Many of our older apartment blocks were not built to last
Much is being written and talked about urban renewal and revitalisation, and some say that buildings are not old at 50. Maybe that is true elsewhere.
It is as well to remind ourselves that the concrete in the buildings that were built in those far-off days used sand taken by the Sand Monopoly from the beaches of Mirs Bay in the mainland, which was then washed on construction sites with poor supervision when we were short of water, which had also to be paid for.
The condition of the concrete and steel in many of those buildings is far from ideal, to say the least. Moreover the rows of buildings, along narrow streets for the most part, had so-called verandahs. The utilities were at the back.
No sooner had the buildings been erected than the owners connected the verandah below to the one above and joined the two together, thus obstructing the air flow to the back.
At the back of the building was a so-called light-well. The windows were closed and it quickly became a dark hole. Most of the buildings at about that time were nine storeys high with single frontage.
The access was a winding, narrow staircase right to the top floor.
Lifts were unknown to them and it would be extremely difficult if not impossible to install them now. Even if you could put in a lift you would still need a staircase.
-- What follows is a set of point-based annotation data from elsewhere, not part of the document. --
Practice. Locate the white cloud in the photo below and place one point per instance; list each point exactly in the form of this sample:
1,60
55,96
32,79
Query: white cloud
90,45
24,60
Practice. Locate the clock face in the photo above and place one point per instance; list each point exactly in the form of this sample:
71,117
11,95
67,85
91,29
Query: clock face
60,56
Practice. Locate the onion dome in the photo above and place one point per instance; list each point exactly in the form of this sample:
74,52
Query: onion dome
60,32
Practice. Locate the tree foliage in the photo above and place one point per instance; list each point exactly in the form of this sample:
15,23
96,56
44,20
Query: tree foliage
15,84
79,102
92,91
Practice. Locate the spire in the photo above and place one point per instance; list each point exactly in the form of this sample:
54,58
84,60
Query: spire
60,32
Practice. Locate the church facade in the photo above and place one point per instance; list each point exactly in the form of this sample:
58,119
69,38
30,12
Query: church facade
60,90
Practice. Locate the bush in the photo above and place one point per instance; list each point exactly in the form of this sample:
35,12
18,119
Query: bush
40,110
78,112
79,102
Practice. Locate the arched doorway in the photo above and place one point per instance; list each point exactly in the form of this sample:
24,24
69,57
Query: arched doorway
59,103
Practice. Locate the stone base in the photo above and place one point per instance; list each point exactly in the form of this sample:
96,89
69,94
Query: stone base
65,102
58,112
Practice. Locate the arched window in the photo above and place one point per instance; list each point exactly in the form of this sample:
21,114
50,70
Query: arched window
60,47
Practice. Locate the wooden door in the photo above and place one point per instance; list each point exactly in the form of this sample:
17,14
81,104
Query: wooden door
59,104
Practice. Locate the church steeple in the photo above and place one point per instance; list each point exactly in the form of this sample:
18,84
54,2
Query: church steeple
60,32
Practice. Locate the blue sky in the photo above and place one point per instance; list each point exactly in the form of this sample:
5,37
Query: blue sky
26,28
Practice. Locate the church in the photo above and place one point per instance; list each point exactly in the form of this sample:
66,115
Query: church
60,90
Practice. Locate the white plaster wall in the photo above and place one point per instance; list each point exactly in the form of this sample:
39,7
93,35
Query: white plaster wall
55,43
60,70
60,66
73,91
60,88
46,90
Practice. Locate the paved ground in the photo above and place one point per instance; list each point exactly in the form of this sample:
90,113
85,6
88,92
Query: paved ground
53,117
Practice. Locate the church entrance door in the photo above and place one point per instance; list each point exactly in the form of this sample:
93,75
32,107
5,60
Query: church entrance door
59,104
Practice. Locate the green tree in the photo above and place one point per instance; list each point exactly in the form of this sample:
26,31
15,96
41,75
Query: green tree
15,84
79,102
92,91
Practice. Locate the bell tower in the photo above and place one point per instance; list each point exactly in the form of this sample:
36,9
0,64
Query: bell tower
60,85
We can patch them up; give them a few more years of habitable life because there is no alternative. But let's not kid ourselves, they will have to go or alternatively the best of them - provided the problem of the surrounding environment of narrow airless streets can also be addressed - could be emptied of residents and be given a complete renovation.
These are the buildings in which are found the cages and cubicles for thousands of our citizens.
I write from experience, having visited them over the 50 years of their lives and mine.